In particular, Afghan security forces largely remain a gleam in the eyes of Washington nation-builders. After two years, Kabul has managed to mobilize a force of just 7,000 men out of a planned 70,000-man military. Hundreds of Afghan military recruits deserted earlier this year to protest their pay and working conditions. The difficulty in creating an effective Afghan military is illustrated by the fact that Karzai long was guarded by U.S. Special Forces and then foreign contractors, not Afghan soldiers. William B. Taylor, the State Department coordinator for Afghanistan, predicts that it will take another four years to finish training the Afghan army. Given past performance, that estimate seems overly optimistic.
Robert B. Charles, assistant secretary of state for international narcotics and law enforcement affairs, admitted at a congressional hearing earlier this year that
There is presently no reliable Afghan capability to accurately estimate illegal drug cultivation or to destroy illegal drug crops, and no integrated drug intelligence, investigation, and interdiction capability within the Afghan National Policy. Drug arrests, seizures, testing, and destruction are haphazard and drugs confiscated by the authorities are sometimes stolen and/or resold. Trials and incarceration of offenders are beyond current government capabilities.

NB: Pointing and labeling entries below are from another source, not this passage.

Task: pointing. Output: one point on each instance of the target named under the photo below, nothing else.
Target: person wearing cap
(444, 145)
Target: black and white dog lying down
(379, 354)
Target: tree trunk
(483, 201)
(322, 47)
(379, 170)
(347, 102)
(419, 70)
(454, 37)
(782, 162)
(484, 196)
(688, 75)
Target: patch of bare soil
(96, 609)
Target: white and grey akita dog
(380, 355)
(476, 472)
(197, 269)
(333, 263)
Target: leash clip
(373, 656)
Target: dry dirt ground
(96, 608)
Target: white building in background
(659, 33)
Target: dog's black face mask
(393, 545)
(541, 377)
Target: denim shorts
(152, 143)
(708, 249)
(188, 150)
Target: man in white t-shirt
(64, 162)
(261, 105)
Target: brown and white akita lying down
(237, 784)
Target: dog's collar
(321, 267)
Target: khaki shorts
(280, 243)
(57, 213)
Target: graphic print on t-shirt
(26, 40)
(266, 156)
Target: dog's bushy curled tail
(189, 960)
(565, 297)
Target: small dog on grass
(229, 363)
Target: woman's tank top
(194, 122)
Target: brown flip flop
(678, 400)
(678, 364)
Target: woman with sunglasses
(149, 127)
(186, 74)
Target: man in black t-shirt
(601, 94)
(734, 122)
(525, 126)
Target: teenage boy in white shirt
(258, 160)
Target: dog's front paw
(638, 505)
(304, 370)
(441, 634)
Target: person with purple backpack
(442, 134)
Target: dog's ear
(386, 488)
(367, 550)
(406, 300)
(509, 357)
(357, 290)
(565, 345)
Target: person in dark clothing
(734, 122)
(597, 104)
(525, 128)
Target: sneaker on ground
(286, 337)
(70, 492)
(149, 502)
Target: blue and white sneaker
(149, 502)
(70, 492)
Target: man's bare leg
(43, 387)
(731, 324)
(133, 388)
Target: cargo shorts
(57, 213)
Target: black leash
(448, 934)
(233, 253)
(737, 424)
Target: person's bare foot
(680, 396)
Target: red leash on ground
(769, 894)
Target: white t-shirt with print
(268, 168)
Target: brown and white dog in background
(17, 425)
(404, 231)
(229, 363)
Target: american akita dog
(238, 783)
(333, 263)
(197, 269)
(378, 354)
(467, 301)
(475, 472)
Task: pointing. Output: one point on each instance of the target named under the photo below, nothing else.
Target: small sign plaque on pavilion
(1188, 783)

So how is a government unable to secure its capital city supposed to squelch poppy production in distant provinces? How is a government whose chief military support against the Taliban comes from drug-producing warlords going to terminate that business?
“In a few short years, with the help of the international community, Afghanistan has gone from being a failed state, ruled by extremists and terrorists, to a free country with a growing economy and an emerging democracy,” said Secretary of State Colin Powell at a recent donors’ conference on Afghanistan. In Washington’s dreams.
“There is no quick fix,” says Rosalind Marsden, Britain’s ambassador to Afghanistan. Unfortunately, it is not clear that there is a slow fix, either. Without doubt, the drug trade makes it more difficult to create stable governance in Kabul and perhaps to defeat Taliban and Al Qaeda forces. Attempting to suppress the drug trade with more than rhetoric may make those objectives even harder to attain. Unfortunately, the opium market to the world is likely to remain open for the foreseeable future.